Phosphorylation of Complexin by PKA Regulates Activity-Dependent Spontaneous Neurotransmitter Release and Structural Synaptic Plasticity

Synaptic plasticity is a fundamental feature of the nervous system that allows adaptation to changing behavioral environments. Most studies of synaptic plasticity have examined the regulated trafficking of postsynaptic glutamate receptors that generates alterations in synaptic transmission. Whether and how changes in the presynaptic release machinery contribute to neuronal plasticity is less clear. The SNARE complex mediates neurotransmitter release in response to presynaptic Ca2+ entry.
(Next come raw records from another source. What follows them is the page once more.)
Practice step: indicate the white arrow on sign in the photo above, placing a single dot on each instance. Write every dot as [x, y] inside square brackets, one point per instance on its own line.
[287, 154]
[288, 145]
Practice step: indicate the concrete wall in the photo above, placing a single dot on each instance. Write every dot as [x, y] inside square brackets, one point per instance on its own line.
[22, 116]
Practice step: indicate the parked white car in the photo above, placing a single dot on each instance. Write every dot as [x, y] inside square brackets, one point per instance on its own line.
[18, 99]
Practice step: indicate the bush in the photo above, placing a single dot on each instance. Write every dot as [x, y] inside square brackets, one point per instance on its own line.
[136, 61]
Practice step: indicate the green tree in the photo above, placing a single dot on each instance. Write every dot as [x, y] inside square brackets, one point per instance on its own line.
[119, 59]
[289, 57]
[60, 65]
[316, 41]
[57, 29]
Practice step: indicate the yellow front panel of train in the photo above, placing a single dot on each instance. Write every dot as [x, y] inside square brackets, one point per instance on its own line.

Here we show that the SNARE fusion clamp Complexin undergoes activity-dependent phosphorylation that alters the basic properties of neurotransmission in Drosophila. Retrograde signaling following stimulation activates PKA-dependent phosphorylation of the Complexin C terminus that selectively and transiently enhances spontaneous release. Enhanced spontaneous release is required for activity-dependent synaptic growth. These data indicate that SNARE-dependent fusion mechanisms can be regulated in an activity-dependent manner and highlight the key role of spontaneous neurotransmitter release as a mediator of functional and structural plasticity. •Complexin dynamically regulates spontaneous release (minis)•PKA phosphorylation of Complexin mediates presynaptic plasticity•Retrograde signaling triggers PKA regulation of Complexin’s clamping properties•Enhanced minis mediated through Complexin modulates synaptic growth Cho et al. demonstrate that spontaneous neurotransmission is regulated and drives structural synaptic plasticity via a retrograde signaling pathway. Complexin phosphorylation by PKA modulates its clamping function, impinging directly on the vesicle fusion machinery to acutely alter synaptic neurotransmission.